For some seniors, CCHS completely reversed their predicted path for themselves. Lily Thorpe, who once “promised myself I would never take another chemistry class,” will study chemistry at her dream school. Her love for figure skating—which she started at five years old—remained steady throughout the rocky years of high school.
Thorpe summarizes, “The idea of leaving everything I have known for the past 18 years is a feeling of deep sadness which has challenged the joy I feel for my future path.”
She and her peers are thrilled to pursue the careers they are passionate about. Herbert currently has “no idea” where she’ll be in ten years, but, she said, “The possibilities are endless.”
Among the seniors, the shared excitement for each other’s futures in addition to their own is evident: Mingolla said, “I can’t wait to see the amazing things that my classmates do in the coming years!”
Advice for underclassmen? “[Don’t] be afraid of rejection,” said Serafini.
Herbert said, “I realized it was better for me to be myself because it made me so much happier and allowed me to make some really genuine close friends.”

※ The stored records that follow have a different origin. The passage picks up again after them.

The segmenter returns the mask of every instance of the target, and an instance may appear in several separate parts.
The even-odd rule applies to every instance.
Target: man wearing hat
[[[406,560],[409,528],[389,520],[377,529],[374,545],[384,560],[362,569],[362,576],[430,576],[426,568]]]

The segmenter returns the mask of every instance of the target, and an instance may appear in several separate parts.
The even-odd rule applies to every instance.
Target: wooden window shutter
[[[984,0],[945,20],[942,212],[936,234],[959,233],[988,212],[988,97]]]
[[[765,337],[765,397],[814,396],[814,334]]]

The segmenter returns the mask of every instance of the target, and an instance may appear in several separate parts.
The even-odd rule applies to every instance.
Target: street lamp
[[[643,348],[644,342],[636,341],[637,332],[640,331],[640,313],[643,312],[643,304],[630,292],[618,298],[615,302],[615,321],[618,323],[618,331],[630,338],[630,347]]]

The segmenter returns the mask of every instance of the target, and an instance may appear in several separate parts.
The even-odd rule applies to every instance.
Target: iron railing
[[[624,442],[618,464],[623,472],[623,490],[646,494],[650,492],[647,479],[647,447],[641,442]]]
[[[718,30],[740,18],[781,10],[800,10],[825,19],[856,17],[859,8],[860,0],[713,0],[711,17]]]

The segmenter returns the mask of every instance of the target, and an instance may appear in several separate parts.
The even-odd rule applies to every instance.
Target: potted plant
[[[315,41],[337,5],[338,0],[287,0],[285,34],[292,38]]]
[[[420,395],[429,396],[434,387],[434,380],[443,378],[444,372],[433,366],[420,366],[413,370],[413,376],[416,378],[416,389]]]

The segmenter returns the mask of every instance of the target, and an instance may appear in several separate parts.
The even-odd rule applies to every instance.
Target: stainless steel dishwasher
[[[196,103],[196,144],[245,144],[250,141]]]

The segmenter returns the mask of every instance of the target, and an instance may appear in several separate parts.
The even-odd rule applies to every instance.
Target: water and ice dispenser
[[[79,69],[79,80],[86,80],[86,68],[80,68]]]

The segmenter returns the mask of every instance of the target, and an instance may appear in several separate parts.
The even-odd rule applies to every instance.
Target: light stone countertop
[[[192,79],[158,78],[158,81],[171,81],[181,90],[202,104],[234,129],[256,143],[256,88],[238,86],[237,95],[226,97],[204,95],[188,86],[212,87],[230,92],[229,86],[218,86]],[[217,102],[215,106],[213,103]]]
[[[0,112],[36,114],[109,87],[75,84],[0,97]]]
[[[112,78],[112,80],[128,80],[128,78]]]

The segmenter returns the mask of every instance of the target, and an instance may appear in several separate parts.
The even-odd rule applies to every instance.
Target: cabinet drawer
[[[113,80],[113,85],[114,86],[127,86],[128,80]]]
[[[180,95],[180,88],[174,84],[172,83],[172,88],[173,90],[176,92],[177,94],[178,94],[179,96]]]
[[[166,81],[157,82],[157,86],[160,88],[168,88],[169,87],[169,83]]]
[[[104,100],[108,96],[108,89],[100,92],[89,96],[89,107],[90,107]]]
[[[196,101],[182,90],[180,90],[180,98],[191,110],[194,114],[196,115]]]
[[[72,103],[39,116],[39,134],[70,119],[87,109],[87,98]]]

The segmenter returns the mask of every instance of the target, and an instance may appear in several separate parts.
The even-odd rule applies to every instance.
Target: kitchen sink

Many seniors echoed Mingolla’s advice to “make new friends, put [themselves] out there, and explore” new activities, passions, and events—such as Mingolla’s favorite annual tradition of Kicks for Cancer—so that they can “look back [on their high school career] with no regrets.”
Thorpe suggested forming close teacher-student relationships, saying, “The classes I have gained the most from are the ones in which I have formed strong bonds with my teachers.”
Sofia Travias reminded students that academics “are only half of the high school experience,” urging underclassmen to “get involved,” “find your people,” and “[pursue] your passions.” “I promise you’ll quickly find friends that become more like family,” she says.
The seniors’ time at CCHS culminates in the graduation ceremony on Saturday, June 3. Undoubtedly, our seniors’ awe-inspiring achievements and aspirations merit sincere congratulations as they eagerly step into adulthood and a new chapter of their lives.